Some common terms to remember:
1. Corpus
2. Vocabulary
3. Document
4. Word

# Bag of words (BoW)

The **bag-of-words model** **(BoW)** is a model of text which uses an unordered collection (a "bag") of words. It is used in natural language processing and information retrieval (IR). It disregards word order (and thus most of syntax or grammar) but captures multiplicity.

The bag-of-words model is commonly used in methods of document classification where, for example, the (frequency of) occurrence of each word is used as a feature for training a classifier. It has also been used for computer vision.

In [20]:
# Import libraries
import numpy as np
import pandas as pd

In [7]:
df = pd.DataFrame({"text":['This is the first document.',
                    'This document is the second document.',
                    'And this is the third one.',
                    'Is this the first document?',],"output":[1,1,0,0]})

df

Unnamed: 0,text,output
0,This is the first document.,1
1,This document is the second document.,1
2,And this is the third one.,0
3,Is this the first document?,0


In [8]:
from sklearn.feature_extraction.text import CountVectorizer
cv = CountVectorizer() # Convert a collection of text documents to a matrix of token counts.

In [9]:
bow = cv.fit_transform(df['text'])
#vocabulary
print(cv.vocabulary_)

{'this': 8, 'is': 3, 'the': 6, 'first': 2, 'document': 1, 'second': 5, 'and': 0, 'third': 7, 'one': 4}


In [12]:
cv.get_feature_names_out()

array(['and', 'document', 'first', 'is', 'one', 'second', 'the', 'third',
       'this'], dtype=object)

In [13]:
cv.fit_transform(df['text']).toarray()

array([[0, 1, 1, 1, 0, 0, 1, 0, 1],
       [0, 2, 0, 1, 0, 1, 1, 0, 1],
       [1, 0, 0, 1, 1, 0, 1, 1, 1],
       [0, 1, 1, 1, 0, 0, 1, 0, 1]])

In [14]:
bow.toarray()

array([[0, 1, 1, 1, 0, 0, 1, 0, 1],
       [0, 2, 0, 1, 0, 1, 1, 0, 1],
       [1, 0, 0, 1, 1, 0, 1, 1, 1],
       [0, 1, 1, 1, 0, 0, 1, 0, 1]])

In [15]:
print(bow[0].toarray())
print(bow[1].toarray())
print(bow[2].toarray())

[[0 1 1 1 0 0 1 0 1]]
[[0 2 0 1 0 1 1 0 1]]
[[1 0 0 1 1 0 1 1 1]]


In [18]:
# new
cv.transform(['this is the third document']).toarray()
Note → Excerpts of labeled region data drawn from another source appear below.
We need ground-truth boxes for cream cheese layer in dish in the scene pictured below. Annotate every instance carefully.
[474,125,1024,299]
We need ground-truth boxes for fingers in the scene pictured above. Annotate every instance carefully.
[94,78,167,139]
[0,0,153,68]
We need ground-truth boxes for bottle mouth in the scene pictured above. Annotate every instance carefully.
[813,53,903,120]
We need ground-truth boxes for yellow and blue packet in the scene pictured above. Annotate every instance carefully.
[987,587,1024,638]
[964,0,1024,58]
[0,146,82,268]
array([[0, 1, 0, 1, 0, 0, 1, 1, 1]])

In [19]:
X = bow.toarray()
y = df['output']

In [21]:
X,y

(array([[0, 1, 1, 1, 0, 0, 1, 0, 1],
        [0, 2, 0, 1, 0, 1, 1, 0, 1],
        [1, 0, 0, 1, 1, 0, 1, 1, 1],
        [0, 1, 1, 1, 0, 0, 1, 0, 1]]),
 0    1
 1    1
 2    0
 3    0
 Name: output, dtype: int64)

#  N-grams
An **n-gram** is a collection of n successive items in a text document that may include words, numbers, symbols, and punctuation. **N-gram** models are useful in many text analytics applications where sequences of words are relevant, such as in sentiment analysis, text classification, and text generation.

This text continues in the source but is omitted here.